Une dizaine de minutes plus tard, le corps de Luc rejoint la surface du lac. Ses cheveux flottent autour de son crâne, et son dos émerge assez pour qu'un petit personnage y saute à pieds joints. Puis, fatigué, celui-ci se laisse tomber de tout son long, la chute amortie par une bulle d'air coincée dans la chemise de Luc.
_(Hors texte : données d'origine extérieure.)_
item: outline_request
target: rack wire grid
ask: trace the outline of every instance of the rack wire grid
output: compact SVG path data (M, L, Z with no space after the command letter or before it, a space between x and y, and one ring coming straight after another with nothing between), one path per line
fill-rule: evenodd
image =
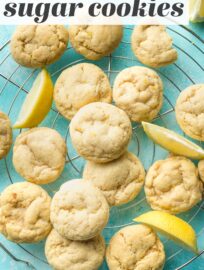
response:
M10 36L14 27L1 26L0 41L0 109L7 113L14 123L29 89L39 70L24 68L12 59L10 54ZM110 56L94 62L108 75L113 84L116 75L124 68L142 64L131 51L130 36L133 27L124 27L124 37L119 48ZM164 105L157 118L153 120L158 125L165 126L182 134L175 120L175 102L180 92L189 85L203 83L204 75L204 40L184 26L169 26L167 31L173 37L174 47L179 59L176 63L156 69L164 83ZM8 39L9 37L9 39ZM63 57L48 67L55 82L60 73L81 62L90 62L78 55L72 47L68 47ZM54 183L43 186L51 196L60 185L74 178L81 178L84 160L73 148L69 135L69 122L63 118L53 105L50 113L41 126L58 130L65 138L68 153L64 172ZM13 141L22 130L13 131ZM198 143L198 142L197 142ZM201 146L203 144L199 142ZM168 153L149 140L143 132L141 124L133 124L133 137L129 150L135 153L147 170L156 160L164 159ZM9 184L24 181L12 165L12 150L0 161L0 190ZM144 191L132 202L111 208L110 220L103 231L106 243L112 235L124 226L133 224L133 218L150 210ZM164 269L204 269L204 202L199 203L190 211L179 215L191 224L197 234L200 253L193 255L172 241L160 236L165 246L166 263ZM50 269L44 256L44 242L33 244L14 244L0 236L0 269ZM101 270L108 269L104 262Z

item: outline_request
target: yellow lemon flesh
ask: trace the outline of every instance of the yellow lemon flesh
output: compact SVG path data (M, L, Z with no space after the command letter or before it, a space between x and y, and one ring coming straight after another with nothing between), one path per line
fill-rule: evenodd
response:
M191 22L204 22L204 0L189 0Z
M184 220L162 211L150 211L134 221L148 225L183 247L198 253L195 231Z
M204 150L200 146L174 131L146 122L142 122L142 125L147 136L169 152L192 159L204 159Z
M46 69L35 79L28 93L14 128L32 128L39 125L52 106L53 83Z

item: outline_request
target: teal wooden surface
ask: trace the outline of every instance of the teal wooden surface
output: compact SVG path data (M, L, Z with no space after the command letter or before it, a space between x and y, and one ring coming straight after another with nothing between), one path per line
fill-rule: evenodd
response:
M195 31L197 37L182 27L169 27L168 31L174 39L174 46L178 50L179 59L176 64L157 70L164 82L165 100L164 106L161 110L162 120L159 118L154 122L160 125L166 125L168 128L181 134L182 132L176 124L175 114L173 111L179 91L182 91L193 83L204 83L204 43L201 40L204 39L204 24L191 24L188 27ZM0 29L1 48L1 46L10 39L14 27L0 26ZM111 82L113 82L117 72L123 68L133 65L141 65L134 57L130 49L130 44L128 44L131 32L132 30L129 28L125 30L123 38L125 43L121 43L120 47L114 52L113 57L111 58L111 63L108 57L96 62L97 65L106 71ZM62 69L73 63L82 61L86 60L77 55L72 49L66 51L57 63L48 67L49 72L52 74L53 81L56 81L56 78L59 76ZM110 64L111 70L114 72L109 72ZM26 96L26 92L23 90L29 91L37 73L37 70L19 67L9 55L9 45L6 45L0 50L0 110L8 113L13 123L16 120L21 104ZM9 81L7 80L8 78ZM62 136L64 136L69 149L69 157L74 158L76 156L76 152L70 142L68 124L67 120L57 114L54 105L53 109L42 123L43 126L49 126L57 129ZM145 136L140 126L134 125L134 127L136 129L133 135L133 140L129 145L129 149L139 156L145 168L148 169L155 160L165 158L167 156L167 152L158 146L154 146L154 144ZM18 130L13 132L14 140L18 134ZM74 166L79 172L77 172ZM44 186L45 189L50 193L50 195L53 195L63 182L72 178L79 178L83 170L83 166L83 159L73 160L73 164L70 162L67 163L60 179L53 184ZM12 182L18 181L24 180L13 168L11 150L8 157L0 161L0 190L3 190ZM112 208L110 221L103 232L106 243L108 244L111 236L121 227L131 224L132 219L135 216L149 209L150 207L145 200L143 191L133 202L121 207ZM199 250L203 250L204 204L200 203L191 211L180 216L191 223L194 227L198 235ZM165 264L166 270L176 269L194 257L192 253L181 249L172 241L169 241L162 236L161 239L165 245L167 255L167 261ZM4 269L50 269L44 256L44 242L36 245L17 245L7 241L3 236L0 236L0 270ZM101 270L106 269L107 266L104 263ZM192 263L188 264L185 269L204 269L204 256L202 255Z

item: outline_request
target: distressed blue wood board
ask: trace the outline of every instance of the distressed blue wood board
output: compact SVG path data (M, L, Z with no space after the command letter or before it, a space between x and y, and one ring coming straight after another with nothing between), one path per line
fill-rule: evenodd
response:
M12 123L15 122L23 100L26 97L38 70L26 69L16 64L9 49L11 34L14 26L0 26L0 110L9 114ZM195 83L204 83L204 24L189 25L187 30L180 26L169 26L168 32L174 39L174 46L178 50L177 62L168 67L157 69L164 82L164 105L160 117L154 120L155 124L183 134L175 120L174 106L176 99L183 89ZM194 31L193 34L191 31ZM133 55L130 46L132 27L126 27L123 42L111 57L94 62L100 66L109 76L113 83L119 71L133 65L142 65ZM76 63L87 62L82 56L69 48L63 57L55 64L48 67L55 82L60 72ZM56 110L53 104L41 126L48 126L58 130L65 138L68 146L67 163L61 177L44 188L51 196L59 189L60 185L67 180L81 177L84 160L77 158L69 136L69 122ZM154 145L144 134L140 125L133 125L134 134L129 145L129 150L134 152L142 160L145 169L158 160L164 159L168 153L159 146ZM19 130L13 132L13 139L19 134ZM199 142L197 142L200 144ZM201 144L202 145L202 144ZM202 145L204 146L204 145ZM14 170L12 164L12 150L6 159L0 160L0 191L11 183L24 181ZM106 243L109 243L112 235L122 227L132 224L132 219L150 210L142 191L139 196L129 204L113 207L108 225L103 231ZM180 215L195 229L198 237L199 250L204 250L204 203L201 202L192 210ZM204 256L195 258L194 255L183 250L172 241L161 236L166 251L165 270L173 270L179 267L185 269L204 269ZM191 262L191 260L194 260ZM187 264L185 266L185 264ZM26 269L51 269L44 255L44 242L39 244L14 244L0 236L0 269L2 270L26 270ZM107 270L104 262L100 270ZM179 268L181 269L181 268ZM80 269L79 269L80 270Z

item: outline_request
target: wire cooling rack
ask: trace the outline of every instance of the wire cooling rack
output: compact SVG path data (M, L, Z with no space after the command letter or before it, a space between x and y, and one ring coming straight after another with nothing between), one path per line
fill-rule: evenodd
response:
M3 26L1 28L3 35L0 41L0 110L6 112L14 123L23 100L39 70L26 69L13 61L9 49L13 28ZM131 51L130 36L132 29L132 27L125 27L123 41L114 54L94 62L106 72L111 84L122 69L141 65ZM204 40L183 26L168 27L168 32L173 37L174 47L178 50L179 59L169 67L156 70L164 82L164 105L153 122L184 135L175 120L175 102L183 89L189 85L204 82ZM72 47L68 47L63 57L57 63L49 66L48 70L53 81L56 81L64 69L81 62L89 61L76 54ZM44 186L49 194L53 195L63 182L81 177L84 160L77 155L71 144L69 122L60 115L54 105L42 126L58 130L65 138L68 146L67 161L62 176L55 183ZM14 140L20 132L22 130L14 131ZM201 142L197 143L203 146ZM148 169L154 161L164 159L168 155L164 149L161 149L146 137L140 124L133 124L133 138L129 150L141 159L145 169ZM13 168L12 151L10 151L10 154L0 161L0 190L18 181L23 181L23 179L17 175ZM148 210L150 210L150 207L145 200L143 191L134 201L120 207L113 207L110 221L103 232L106 243L108 244L112 235L120 228L133 224L132 219L135 216ZM198 237L200 253L193 256L192 253L183 250L172 241L161 236L166 251L164 269L204 269L204 258L202 256L204 253L204 202L179 216L194 227ZM14 244L0 236L0 269L50 269L43 250L44 242L38 245ZM108 269L105 262L100 269Z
- Haaa, Luc, tu sais que tu me fais plaisir ? Non, vraiment. C'était pas évident de t'avoir, ton voeux était vraiment bien formulé. Ou presque. J'ai vraiment aimé notre collaboration. Il y avait tout ce qu'il faut. De l'imprévu, de la panique, du suspens, tu sais que tu es un bon acteur ? Je t'aurais bien vu à Hollywood moi, si t'avais pu t'en sortir. Mais voilà, j'ai gagné la partie, et je trouverais ça dommage si ça n'avait pas été aussi passionnant. Surtout le moment où tu regardes les étoiles là, et où les trombes d'eau s'engouffrent par la porte pour venir t'écraser au sol, ou plutôt au mur, rapport à la position de la maison, c'était splendide ! Bon, je dois reconnaître que j'ai un peu triché, j'ai consolidé, et pas qu'un peu, toute la façade externe de ta maison, pour éviter qu'un éclat de verre ne vienne te couper la tête dès le départ. Ca aurait été décevant. Et voilà, tu vas pouvoir communier pleinement avec la nature maintenant, j'espère que tu es content. De toutes façons, tu détestais l'espèce humaine, si ce n'est pas une tendance suicidaire ça ! Je n'ai fait que te rendre service, tu vois. Bon, c'est pas que je m'ennuie avec toi, mais je dois y aller. D'autre gens à rencontrer, tu comprends. Allez, salut !

Moralité : Il faut toujours se méfier de ce qu'on peut obtenir trop facilement. Et si on ne s'en rend pas compte, c'est seulement que le généreux personnage est bien trop habile et manipulateur. Maintenant, c'est vous qui voyez. Y'en a qui ont essayé, ils ont eu des problèmes... et pas qu'un peu.